'Nature of business,' not location, is blamed for demise of Liberty Road Record Theatre


Competition and sluggish sales have contributed to the closing of a Liberty Road business once heralded as one of the largest record stores in the country.

The supermarket-size Record Theatre, long a hub of the Liberty Crest Shopping Center at Liberty and Croydon roads, closed recently and dismissed its 20 employees.

The closing came eight months after the store received a new facade through a county street- scape program aimed at improving the appearance of commercial areas in older communities.

David Parker, vice president of Record Theatre Inc., said several real estate agents had tried to encourage him to move his business out of the area but that he refused because he felt the Liberty Road corridor was an excellent location.

"The agents claimed that the neighborhood had changed, but we did not believe that," Mr. Parker said. "The nature of the record business is what closed us down, not the location."

Barry Schleifer, executive director of the Liberty-Randallstown Coalition, characterized the corridor as a "very stable community" that is ideal for businesses.

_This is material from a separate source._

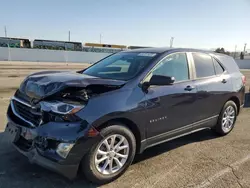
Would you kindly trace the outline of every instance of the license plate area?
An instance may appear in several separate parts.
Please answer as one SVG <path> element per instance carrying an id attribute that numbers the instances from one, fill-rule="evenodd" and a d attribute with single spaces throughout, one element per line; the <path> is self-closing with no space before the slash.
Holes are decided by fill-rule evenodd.
<path id="1" fill-rule="evenodd" d="M 20 127 L 15 126 L 12 123 L 8 123 L 5 128 L 5 133 L 7 134 L 11 142 L 16 142 L 20 137 Z"/>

"It's among the highest socioeconomic communities in the county," Mr. Schleifer said. "The community here can certainly support competent businesses."

Mr. Parker said his company was formed in 1974 and was one of the first to venture into the "superstore" concept. Record Theatre opened there with much fanfare in 1979, in a building formerly occupied by a supermarket.

Competition from other music stores and the diversification of other businesses in recent years to include music sections has led to the closing of 12 of the corporation's 19 Record Theatre stores in the Northeast, Mr. Parker said, including the Liberty Road site, its only Maryland outlet.

Community activist Ella White Campbell, president of the Stevenswood Improvement Association, said the closing leaves a void. "I think it's important that we maintain viable businesses in the Liberty Road community," she said.

County Councilman Kevin B. Kamenetz, a Democrat whose district includes the Liberty Road corridor, said he recently sent letters to other property owners in the area in hopes of expanding the facade project and continuing to spruce up businesses as a means of stimulating commercial activity.

Joel Winegarden, president of Honolulu Ltd., which owns Liberty fTC Crest, said his company is in negotiations with potential tenants for the Record Theatre site, its lone vacancy.

"It's not a difficult business area," Mr. Winegarden said. "We anticipate having someone in there very soon."